El riesgo que comporta esta limitación ‘normativa’ es evidente. Acaba pagando más quien menos tiene, y así, en palabras de nuestro supervisor, la amenaza es que la velocidad y ambición de la transición se vean condicionadas por “episodios de contestación social, potencialmente disruptivos”. Asoma aquí la sombra de los chalecos amarillos en Francia, que, en octubre de 2018, situó el límite ‘social’ de una política ‘medioambiental’ que no sea suficientemente sensible a contrastes y agravios. Si la imposición sobre el consumo es regresiva porque los hogares pobres gastan una mayor parte de su renta en necesidades esenciales, la imposición sobre la contaminación también lo es, porque las personas de menor renta dedican una mayor parte de su renta a actividades de mayor impacto ecológico (energía, transporte…) y tienen un acceso más limitado a la renovación de la tecnología de uso (coche, electrodomésticos…). Cuando la gentrificación te empuja a la periferia, no tienes la formación para cambiar a un sector más ‘sostenible’, o no puedes cambiarte al coche ‘eléctrico’, la política ‘verde’ se puede convertir en una hipoteca en toda regla.

La propuesta del Banco de España es la de articular la necesaria ‘compensación’ de la carga que comporte la fiscalidad o normativa medioambiental mediante el IRPF, eso es, favoreciendo a quienes tengan una renta más baja, “con el fin de no alterar, en el conjunto de la economía, las señales de precios relativos derivados de los gravámenes”. Resulta aquí chocante que nuestro supervisor deje al margen el impuesto de ‘sociedades’, que, al fin y al cabo, tiene mayor responsabilidad y ‘poder’ sobre el modelo de producción, o el de ‘patrimonio’, para centrar toda su atención en las rentas sobre las personas físicas. En una situación de emergencia climática, sanitaria o económica, el debate útil es aquel que pone en el foco en un plan de choque fiscal que facilite los suficientes recursos para atacar estructuralmente los retos perentorios, protegiendo, al mismo tiempo, la renta disponible y la calidad de vida y de trabajo de la población.

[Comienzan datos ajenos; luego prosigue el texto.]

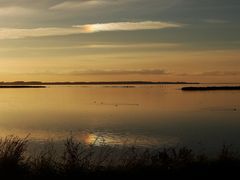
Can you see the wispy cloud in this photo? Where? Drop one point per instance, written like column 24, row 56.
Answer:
column 211, row 73
column 14, row 33
column 121, row 72
column 83, row 4
column 215, row 21
column 14, row 11
column 99, row 72
column 127, row 26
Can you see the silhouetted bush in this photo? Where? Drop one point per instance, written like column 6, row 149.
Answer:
column 79, row 160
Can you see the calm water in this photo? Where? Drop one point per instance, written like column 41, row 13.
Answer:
column 144, row 115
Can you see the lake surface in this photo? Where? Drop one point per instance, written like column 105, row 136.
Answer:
column 159, row 115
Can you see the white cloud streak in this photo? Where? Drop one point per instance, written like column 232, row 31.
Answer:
column 15, row 33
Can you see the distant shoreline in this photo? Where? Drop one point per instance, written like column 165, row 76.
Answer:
column 16, row 86
column 31, row 83
column 211, row 88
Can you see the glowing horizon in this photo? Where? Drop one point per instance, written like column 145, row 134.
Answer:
column 99, row 40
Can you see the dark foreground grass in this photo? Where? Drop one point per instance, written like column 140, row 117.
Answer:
column 80, row 161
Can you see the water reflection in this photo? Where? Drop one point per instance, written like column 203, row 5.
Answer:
column 144, row 115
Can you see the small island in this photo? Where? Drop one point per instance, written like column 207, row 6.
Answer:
column 211, row 88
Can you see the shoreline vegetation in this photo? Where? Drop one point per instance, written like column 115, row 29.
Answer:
column 90, row 161
column 211, row 88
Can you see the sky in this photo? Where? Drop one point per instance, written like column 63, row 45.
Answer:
column 112, row 40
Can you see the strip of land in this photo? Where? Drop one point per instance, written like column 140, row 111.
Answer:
column 211, row 88
column 93, row 83
column 10, row 86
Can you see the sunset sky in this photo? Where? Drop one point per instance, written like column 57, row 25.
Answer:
column 108, row 40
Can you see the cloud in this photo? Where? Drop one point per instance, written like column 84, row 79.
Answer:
column 97, row 72
column 14, row 10
column 83, row 4
column 127, row 26
column 212, row 73
column 215, row 21
column 14, row 33
column 121, row 72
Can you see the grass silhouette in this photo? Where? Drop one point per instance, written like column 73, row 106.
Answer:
column 90, row 161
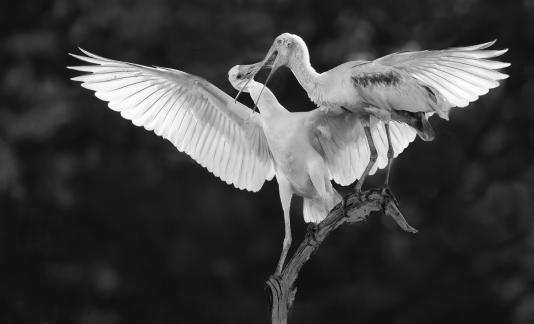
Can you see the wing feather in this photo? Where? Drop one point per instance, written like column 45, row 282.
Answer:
column 198, row 118
column 458, row 76
column 343, row 144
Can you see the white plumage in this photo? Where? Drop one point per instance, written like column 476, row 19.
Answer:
column 198, row 118
column 305, row 150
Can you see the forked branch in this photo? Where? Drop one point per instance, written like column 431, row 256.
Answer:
column 358, row 208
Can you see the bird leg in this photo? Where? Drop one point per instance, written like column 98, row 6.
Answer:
column 372, row 158
column 285, row 199
column 390, row 154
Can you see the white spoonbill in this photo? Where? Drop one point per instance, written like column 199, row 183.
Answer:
column 243, row 148
column 406, row 87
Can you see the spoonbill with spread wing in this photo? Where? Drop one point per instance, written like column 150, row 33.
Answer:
column 406, row 87
column 304, row 150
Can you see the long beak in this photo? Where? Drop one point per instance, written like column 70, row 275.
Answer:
column 267, row 62
column 264, row 85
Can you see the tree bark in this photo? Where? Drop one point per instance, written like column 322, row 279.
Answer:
column 358, row 208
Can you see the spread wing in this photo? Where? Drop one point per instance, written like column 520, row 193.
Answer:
column 430, row 80
column 340, row 139
column 198, row 118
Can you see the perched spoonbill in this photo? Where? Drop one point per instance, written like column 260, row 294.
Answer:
column 243, row 148
column 406, row 87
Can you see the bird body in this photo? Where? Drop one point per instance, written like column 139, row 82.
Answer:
column 404, row 87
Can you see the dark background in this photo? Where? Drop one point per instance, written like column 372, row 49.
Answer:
column 102, row 222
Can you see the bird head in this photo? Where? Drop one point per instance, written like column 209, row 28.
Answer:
column 284, row 48
column 240, row 76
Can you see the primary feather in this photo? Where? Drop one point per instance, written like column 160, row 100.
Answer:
column 198, row 118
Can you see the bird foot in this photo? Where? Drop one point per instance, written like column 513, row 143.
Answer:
column 390, row 207
column 312, row 233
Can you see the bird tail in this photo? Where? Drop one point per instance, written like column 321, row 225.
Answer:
column 316, row 209
column 417, row 120
column 424, row 129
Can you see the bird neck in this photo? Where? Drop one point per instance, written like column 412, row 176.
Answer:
column 267, row 102
column 300, row 65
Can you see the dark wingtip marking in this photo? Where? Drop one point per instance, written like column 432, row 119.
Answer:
column 390, row 78
column 431, row 94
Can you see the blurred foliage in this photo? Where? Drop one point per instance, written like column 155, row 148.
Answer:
column 101, row 222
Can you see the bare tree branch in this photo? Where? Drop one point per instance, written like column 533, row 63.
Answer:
column 359, row 207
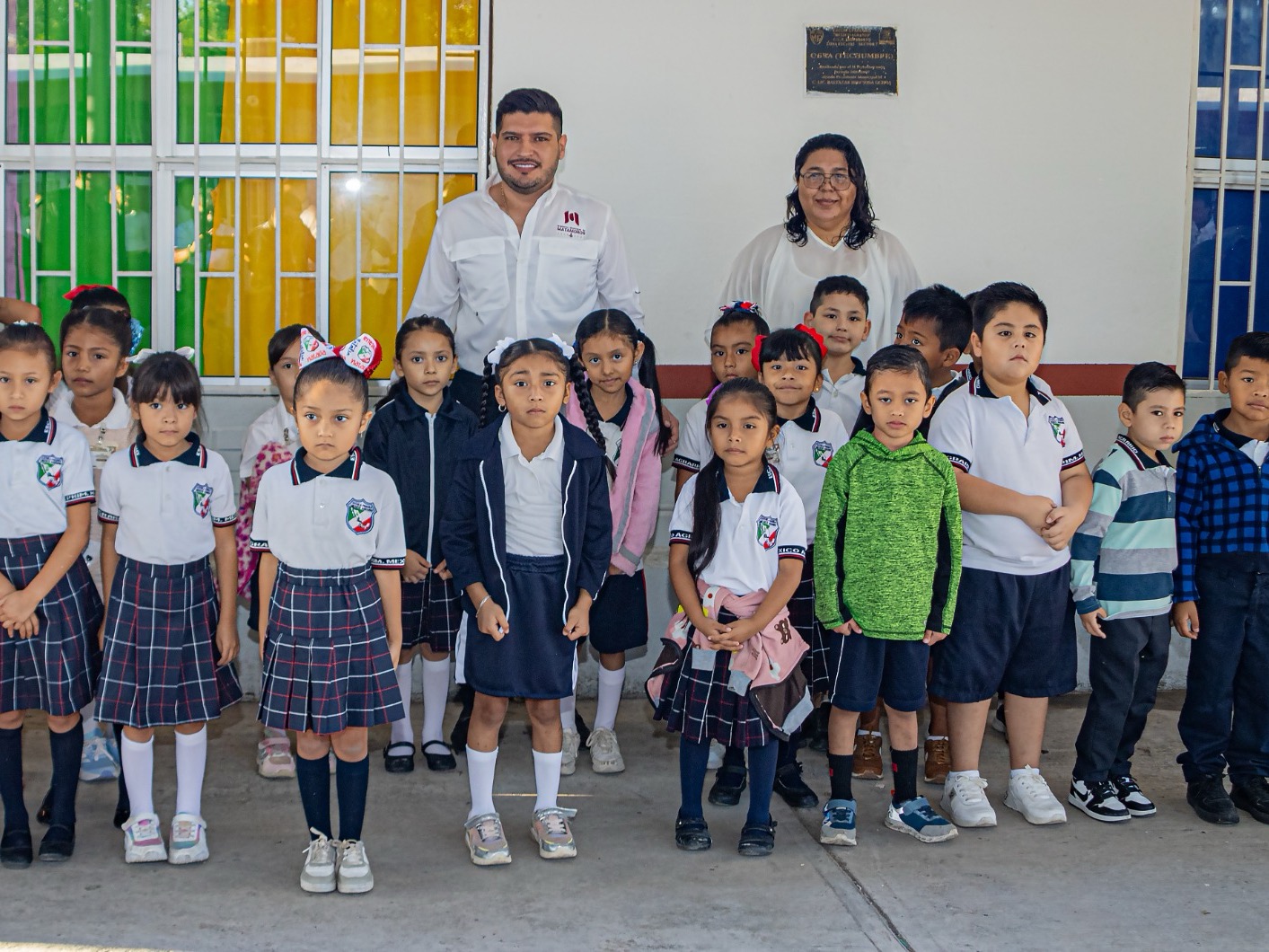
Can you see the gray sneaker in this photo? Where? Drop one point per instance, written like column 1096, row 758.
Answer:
column 319, row 872
column 553, row 834
column 486, row 841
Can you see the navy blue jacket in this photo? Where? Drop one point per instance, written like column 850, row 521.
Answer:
column 475, row 519
column 419, row 454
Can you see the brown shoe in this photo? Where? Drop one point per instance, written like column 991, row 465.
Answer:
column 867, row 757
column 938, row 761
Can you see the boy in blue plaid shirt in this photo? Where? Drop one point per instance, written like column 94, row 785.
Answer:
column 1222, row 577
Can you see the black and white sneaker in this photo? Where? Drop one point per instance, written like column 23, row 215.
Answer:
column 1131, row 796
column 1097, row 800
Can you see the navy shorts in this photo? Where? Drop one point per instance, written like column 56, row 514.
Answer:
column 1010, row 632
column 864, row 668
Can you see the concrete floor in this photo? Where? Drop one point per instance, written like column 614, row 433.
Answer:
column 1154, row 884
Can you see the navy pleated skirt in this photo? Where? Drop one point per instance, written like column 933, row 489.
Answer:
column 533, row 659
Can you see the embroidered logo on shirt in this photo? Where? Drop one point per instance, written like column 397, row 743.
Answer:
column 359, row 516
column 48, row 470
column 768, row 527
column 202, row 499
column 1059, row 424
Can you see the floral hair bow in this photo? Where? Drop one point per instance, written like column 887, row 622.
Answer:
column 362, row 353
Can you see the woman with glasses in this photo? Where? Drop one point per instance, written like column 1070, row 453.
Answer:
column 827, row 230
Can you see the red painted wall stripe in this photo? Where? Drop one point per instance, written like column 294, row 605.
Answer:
column 693, row 381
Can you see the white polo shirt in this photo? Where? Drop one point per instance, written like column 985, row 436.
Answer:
column 990, row 438
column 753, row 536
column 341, row 519
column 842, row 395
column 42, row 473
column 802, row 452
column 489, row 281
column 166, row 510
column 694, row 448
column 534, row 494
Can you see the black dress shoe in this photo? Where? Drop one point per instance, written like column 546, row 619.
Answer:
column 439, row 757
column 692, row 834
column 399, row 763
column 730, row 782
column 756, row 838
column 58, row 844
column 1210, row 800
column 15, row 850
column 793, row 789
column 1253, row 796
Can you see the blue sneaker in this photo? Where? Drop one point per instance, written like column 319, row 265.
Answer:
column 916, row 817
column 97, row 762
column 838, row 828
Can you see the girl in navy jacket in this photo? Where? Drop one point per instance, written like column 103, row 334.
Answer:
column 527, row 536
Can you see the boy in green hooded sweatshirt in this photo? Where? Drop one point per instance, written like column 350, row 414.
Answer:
column 887, row 564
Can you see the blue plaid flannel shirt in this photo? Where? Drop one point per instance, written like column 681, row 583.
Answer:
column 1222, row 501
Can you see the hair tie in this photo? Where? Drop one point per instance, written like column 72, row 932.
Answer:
column 816, row 337
column 362, row 353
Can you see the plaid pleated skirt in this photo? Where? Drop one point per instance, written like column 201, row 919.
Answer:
column 700, row 706
column 816, row 663
column 430, row 613
column 326, row 663
column 56, row 669
column 159, row 666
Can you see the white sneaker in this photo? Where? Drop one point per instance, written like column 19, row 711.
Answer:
column 605, row 757
column 568, row 763
column 142, row 841
column 1029, row 795
column 965, row 801
column 354, row 868
column 319, row 872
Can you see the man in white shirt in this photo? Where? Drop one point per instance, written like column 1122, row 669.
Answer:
column 524, row 255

Decía André Gorz que “la ecología posee una racionalidad diferente” porque “nos permite descubrir las limitaciones de la eficacia de la actividad económica y las condiciones extraeconómicas de la misma”. Lo que la precaria perspectiva medioambiental que tenemos a día de hoy sitúa con meridiana claridad, es que los límites que asoman son los del propio sistema, y que la principal sombra sobre la sostenibilidad medioambiental, la proyecta nuestro modelo socioeconómico y productivo. La sucesión de crisis que experimentamos: financiera, medioambiental, geopolítica, social, sanitaria, es señal de un agotamiento sistémico que precisa de consensos amplios y de respuestas inmediatas. Habrá que ver quien le pone el cascabel al gato.